Federal regulators on Monday issued a permit to the first offshore drilling operation planning to rely on a Houston company’s cap-and-flow containment system in case of a disaster.

The Bureau of Safety and Environmental Enforcement gave the permit to Murphy Exploration & Production Co., allowing the firm to drill a sidetrack well at its Thunder Hawk field about 150 miles southeast of New Orleans.

Other companies have successfully submitted oil spill response plans that would rely on the capping stack developed by Helix Well Containment Group or a separate system devised by the Marine Well Containment Co. But Murphy is the first firm to win regulators’ sign off for an emergency response plan involving Helix’s full flowback system.

The cap-and-flow system caps the well and contains any additional flowing oil in case it is out of control. The entire system involves a capping stack installed on the well head and a flowback system designed to direct the crude to vessels floating overhead.

Although some wells require only the containment system, the cap-and-flow equipment is geared toward operations with higher pressure. Regulators say the cap-and-flow program can help maintain the integrity of an underwater well in cases where the capping stack alone might not do the trick.

The Helix cap-and-flow system is capable of sending 55,000 barrels of oil and 95 million cubic feet of gas per day to the floating ships.

Separately, Helix is asking the Obama administration for a license to provide its containment equipment in case of a spill from offshore drilling in Cuban waters. The Spanish company Repsol is set to begin drilling a deep-water exploratory well north of the island nation — just 50 miles from south Florida — in December or January.

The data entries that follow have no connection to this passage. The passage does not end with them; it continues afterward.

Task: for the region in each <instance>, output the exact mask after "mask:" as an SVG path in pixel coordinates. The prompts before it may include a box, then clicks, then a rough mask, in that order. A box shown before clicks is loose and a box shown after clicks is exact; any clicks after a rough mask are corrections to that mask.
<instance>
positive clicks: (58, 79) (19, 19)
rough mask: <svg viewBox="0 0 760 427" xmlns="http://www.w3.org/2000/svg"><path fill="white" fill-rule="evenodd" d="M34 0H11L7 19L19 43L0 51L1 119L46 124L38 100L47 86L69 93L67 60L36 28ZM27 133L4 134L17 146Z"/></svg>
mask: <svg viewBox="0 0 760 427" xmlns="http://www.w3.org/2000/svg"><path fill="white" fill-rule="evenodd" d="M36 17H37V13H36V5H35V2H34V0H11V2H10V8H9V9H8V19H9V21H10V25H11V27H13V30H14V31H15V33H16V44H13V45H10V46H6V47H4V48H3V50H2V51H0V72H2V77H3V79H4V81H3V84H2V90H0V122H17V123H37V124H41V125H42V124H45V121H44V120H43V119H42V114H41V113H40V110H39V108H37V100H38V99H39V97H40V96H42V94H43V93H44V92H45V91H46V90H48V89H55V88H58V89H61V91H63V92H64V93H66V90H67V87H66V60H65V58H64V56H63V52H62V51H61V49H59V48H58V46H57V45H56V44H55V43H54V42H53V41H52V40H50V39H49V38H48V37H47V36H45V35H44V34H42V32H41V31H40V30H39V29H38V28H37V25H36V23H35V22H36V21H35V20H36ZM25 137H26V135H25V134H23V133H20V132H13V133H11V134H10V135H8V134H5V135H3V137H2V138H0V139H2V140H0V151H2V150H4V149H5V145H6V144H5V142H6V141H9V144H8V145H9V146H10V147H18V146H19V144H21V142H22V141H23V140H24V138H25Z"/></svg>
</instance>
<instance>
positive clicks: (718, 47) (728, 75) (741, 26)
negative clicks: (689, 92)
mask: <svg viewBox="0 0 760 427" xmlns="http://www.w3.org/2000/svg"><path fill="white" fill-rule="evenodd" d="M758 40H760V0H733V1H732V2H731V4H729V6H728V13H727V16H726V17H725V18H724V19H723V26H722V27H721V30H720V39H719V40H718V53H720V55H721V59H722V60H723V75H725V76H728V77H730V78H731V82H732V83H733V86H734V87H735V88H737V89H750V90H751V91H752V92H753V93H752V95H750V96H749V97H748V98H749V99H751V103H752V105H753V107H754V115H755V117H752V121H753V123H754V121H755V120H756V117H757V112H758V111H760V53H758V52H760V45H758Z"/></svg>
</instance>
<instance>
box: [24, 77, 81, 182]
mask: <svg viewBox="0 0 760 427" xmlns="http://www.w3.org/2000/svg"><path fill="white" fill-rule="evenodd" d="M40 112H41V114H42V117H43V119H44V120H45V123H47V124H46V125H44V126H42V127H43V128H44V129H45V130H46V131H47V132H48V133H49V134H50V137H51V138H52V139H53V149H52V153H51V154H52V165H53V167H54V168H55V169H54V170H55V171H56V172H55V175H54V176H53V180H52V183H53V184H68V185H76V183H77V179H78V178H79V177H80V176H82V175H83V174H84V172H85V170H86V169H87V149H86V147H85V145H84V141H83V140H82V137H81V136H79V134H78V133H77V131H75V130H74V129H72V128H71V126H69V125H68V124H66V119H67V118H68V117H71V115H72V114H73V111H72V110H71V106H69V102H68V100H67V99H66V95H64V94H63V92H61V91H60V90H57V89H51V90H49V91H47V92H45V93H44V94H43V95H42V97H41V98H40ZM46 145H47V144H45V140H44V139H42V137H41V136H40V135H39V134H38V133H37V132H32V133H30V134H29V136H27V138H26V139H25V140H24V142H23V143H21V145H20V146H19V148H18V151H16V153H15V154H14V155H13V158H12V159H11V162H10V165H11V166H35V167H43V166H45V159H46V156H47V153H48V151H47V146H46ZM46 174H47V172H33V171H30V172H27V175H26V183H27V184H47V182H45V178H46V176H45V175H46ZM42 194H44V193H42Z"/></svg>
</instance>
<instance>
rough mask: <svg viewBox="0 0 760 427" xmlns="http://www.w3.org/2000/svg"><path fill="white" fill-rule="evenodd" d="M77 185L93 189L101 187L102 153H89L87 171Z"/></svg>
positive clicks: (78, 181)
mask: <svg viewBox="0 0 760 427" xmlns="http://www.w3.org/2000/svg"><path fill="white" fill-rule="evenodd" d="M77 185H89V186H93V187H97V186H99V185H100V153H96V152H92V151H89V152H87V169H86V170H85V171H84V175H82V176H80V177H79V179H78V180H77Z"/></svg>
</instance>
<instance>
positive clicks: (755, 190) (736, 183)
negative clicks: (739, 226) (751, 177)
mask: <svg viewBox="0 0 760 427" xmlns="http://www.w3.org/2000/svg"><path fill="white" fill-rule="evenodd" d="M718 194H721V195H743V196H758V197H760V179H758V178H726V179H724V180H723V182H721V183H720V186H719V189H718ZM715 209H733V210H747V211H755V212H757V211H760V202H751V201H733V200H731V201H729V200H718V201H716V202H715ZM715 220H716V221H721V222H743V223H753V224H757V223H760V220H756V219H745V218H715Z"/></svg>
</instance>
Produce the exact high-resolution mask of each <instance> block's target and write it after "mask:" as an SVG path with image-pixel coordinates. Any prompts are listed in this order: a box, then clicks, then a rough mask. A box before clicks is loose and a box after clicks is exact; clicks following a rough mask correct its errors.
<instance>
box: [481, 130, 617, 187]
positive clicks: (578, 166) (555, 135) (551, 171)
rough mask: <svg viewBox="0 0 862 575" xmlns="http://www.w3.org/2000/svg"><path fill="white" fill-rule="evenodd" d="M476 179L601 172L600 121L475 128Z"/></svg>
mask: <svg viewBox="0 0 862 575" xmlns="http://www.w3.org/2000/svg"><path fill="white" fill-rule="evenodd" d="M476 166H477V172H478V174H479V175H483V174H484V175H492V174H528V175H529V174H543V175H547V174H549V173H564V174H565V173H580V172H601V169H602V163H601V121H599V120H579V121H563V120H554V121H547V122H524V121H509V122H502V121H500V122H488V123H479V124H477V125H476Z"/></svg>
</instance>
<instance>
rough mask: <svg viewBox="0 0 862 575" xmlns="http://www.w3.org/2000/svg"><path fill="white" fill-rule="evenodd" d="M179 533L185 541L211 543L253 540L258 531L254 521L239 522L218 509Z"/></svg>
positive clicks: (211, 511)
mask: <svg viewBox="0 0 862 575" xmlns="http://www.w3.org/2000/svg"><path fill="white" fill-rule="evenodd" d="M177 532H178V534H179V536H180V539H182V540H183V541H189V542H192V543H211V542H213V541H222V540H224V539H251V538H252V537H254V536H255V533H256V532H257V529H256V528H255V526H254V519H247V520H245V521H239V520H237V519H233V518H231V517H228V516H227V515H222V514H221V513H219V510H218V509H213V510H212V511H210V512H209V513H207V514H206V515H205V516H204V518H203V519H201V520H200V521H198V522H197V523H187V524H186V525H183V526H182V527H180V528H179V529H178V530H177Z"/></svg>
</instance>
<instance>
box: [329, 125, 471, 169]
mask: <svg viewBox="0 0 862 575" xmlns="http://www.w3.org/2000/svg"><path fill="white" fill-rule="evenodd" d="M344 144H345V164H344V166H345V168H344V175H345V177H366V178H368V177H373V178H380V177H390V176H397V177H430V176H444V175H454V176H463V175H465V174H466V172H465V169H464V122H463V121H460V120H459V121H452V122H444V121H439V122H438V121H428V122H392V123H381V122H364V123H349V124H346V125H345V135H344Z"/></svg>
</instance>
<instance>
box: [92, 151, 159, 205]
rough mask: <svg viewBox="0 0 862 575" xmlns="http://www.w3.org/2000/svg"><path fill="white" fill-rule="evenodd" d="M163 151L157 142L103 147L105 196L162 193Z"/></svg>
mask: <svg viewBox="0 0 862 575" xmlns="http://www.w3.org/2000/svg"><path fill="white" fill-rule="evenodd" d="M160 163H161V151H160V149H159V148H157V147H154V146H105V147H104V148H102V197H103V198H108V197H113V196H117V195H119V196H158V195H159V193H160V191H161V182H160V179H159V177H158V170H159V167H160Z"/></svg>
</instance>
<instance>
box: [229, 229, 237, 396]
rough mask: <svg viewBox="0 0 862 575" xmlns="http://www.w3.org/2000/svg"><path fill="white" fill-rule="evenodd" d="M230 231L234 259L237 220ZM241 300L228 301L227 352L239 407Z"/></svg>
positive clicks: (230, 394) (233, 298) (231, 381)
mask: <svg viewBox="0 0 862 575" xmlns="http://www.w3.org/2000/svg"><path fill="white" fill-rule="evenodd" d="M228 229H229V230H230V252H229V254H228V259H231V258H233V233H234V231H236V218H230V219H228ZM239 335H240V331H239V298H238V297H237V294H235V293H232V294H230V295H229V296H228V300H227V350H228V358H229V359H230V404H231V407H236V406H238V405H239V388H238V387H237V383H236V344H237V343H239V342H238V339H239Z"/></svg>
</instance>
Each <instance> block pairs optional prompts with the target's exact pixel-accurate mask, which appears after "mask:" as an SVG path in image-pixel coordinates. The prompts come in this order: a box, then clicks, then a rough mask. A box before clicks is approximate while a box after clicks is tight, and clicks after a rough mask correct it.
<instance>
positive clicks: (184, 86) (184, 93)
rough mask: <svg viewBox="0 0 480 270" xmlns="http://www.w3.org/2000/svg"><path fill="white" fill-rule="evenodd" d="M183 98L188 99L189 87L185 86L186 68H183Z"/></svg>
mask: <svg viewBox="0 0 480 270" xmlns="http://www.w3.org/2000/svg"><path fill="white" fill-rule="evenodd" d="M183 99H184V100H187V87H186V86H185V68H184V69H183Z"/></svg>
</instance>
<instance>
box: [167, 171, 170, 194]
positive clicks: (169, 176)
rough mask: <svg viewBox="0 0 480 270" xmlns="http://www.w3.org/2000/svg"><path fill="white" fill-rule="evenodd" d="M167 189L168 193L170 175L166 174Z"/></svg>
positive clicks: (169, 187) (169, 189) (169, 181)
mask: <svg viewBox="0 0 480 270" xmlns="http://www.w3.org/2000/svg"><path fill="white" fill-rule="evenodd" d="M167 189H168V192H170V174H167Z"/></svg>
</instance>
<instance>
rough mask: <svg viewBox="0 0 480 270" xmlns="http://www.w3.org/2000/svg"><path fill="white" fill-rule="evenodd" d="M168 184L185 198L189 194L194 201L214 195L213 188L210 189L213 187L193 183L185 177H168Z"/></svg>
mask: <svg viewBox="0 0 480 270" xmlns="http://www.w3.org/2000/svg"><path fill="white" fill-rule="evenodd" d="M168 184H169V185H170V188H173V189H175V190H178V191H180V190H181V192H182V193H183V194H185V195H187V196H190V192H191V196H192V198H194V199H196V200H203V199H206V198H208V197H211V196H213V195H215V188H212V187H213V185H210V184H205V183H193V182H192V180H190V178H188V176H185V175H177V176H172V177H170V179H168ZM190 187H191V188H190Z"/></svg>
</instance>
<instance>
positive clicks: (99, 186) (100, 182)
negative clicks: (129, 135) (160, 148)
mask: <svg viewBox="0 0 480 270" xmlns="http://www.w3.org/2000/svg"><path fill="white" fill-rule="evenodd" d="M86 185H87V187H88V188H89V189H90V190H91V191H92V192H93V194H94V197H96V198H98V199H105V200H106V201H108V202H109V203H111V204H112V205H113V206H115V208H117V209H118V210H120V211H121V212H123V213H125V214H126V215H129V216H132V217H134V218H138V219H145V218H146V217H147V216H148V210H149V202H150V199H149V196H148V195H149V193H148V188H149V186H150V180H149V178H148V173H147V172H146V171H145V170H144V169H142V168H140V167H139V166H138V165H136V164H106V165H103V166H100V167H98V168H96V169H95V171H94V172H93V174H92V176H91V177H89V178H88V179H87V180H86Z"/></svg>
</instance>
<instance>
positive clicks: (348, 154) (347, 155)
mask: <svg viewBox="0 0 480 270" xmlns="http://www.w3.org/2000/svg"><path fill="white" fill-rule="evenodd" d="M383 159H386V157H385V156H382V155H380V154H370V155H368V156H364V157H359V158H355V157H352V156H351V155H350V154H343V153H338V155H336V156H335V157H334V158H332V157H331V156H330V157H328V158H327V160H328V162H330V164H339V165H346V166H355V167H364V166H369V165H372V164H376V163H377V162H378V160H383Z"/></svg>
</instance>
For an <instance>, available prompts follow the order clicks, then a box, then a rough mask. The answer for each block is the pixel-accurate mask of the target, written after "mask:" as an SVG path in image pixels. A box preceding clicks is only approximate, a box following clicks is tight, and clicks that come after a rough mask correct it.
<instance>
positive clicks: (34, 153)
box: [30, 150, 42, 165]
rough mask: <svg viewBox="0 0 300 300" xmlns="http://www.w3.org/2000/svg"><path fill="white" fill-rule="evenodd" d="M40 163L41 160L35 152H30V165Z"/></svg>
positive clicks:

Helix spokesman Cameron Wallace said the ultimate scope of services that would be offered is still under consideration “and no firm commitments have yet been made.”

The U.S. trade embargo against Cuba generally bars U.S. companies from exporting equipment and services to it, but American firms can get special approval from the Treasury Department.

“We believe that it is important to make proven solutions, similar to our Helix Fast Response System, available for any drilling project that could potentially impact the nation’s coastlines,” Wallace said. “Helix’s goal is to make some of these spill containment technologies available while fully complying with federal trade regulations.”